Witajcie, dołączam do Was wirtualnie, mam nadzieję że jest tutaj ktoś z Wrocławia
jestem młodą dziewuchą lat 29 (dla niektórych starą) ale co mi tam czułam w kościach że kiedyś wszystko się rypnie i ludzie zaczną otwierać oczy, a takie przeczucie towarzyszyło mi kiedy wsłuchiwałam się z uwagą w wykłady na zebraniach. Zostałam wychowana w tej organizacji więc przeżyłam swoje kiedy okazało się że jednak nie jest to Boża organizacja. Człowiek gdzieś tam w głębi mimo wszystko chciał mieć nadzieję że się myli jako ten niedoskonały...ale jednak się nie myliłam. Szkoda tylko tych lat i tego że wcześniej nie obrało się innej drogi, teraz byłabym zupełnie gdzie indziej ale z drugiej strony nie wiedziałabym tego co wiem teraz. Wszystko ma dwie strony medalu.
Jacquline89. Czytając Twoje wpisy, poczułam się jakbyś weszła w moje myśli.

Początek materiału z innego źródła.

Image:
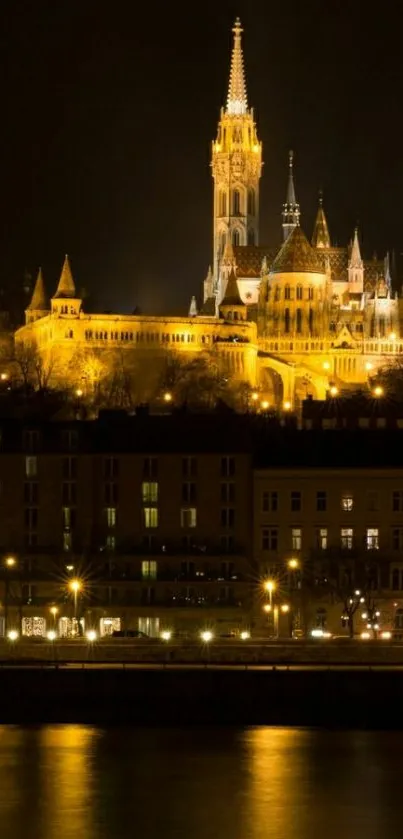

Dokładnie podobne wnioski wiele razy wyciągałam, tylko ta "pokryweczka" wts-owska pt.:
"Czekaj na Jehowę",
zawsze to jakoś zamydlała.
I fajnie, że w tak młodym wieku odkryłaś tę prawdę o prawdzie.
Bo jak się zorientujesz, tu na forum, są ludzie, którzy dziesiątki lat tam stracili.
Byłam tam tyle lat, ile Ty masz.
I ważne, że w ogóle odkryłaś, co to za organizacja, bo wielu, a właściwie całe miliony, nigdy nie dostąpi tego zaszczytu.
Witaj na naszej terapii, odtruwającej ludzi od papki jw.org.
Pozdrawiam.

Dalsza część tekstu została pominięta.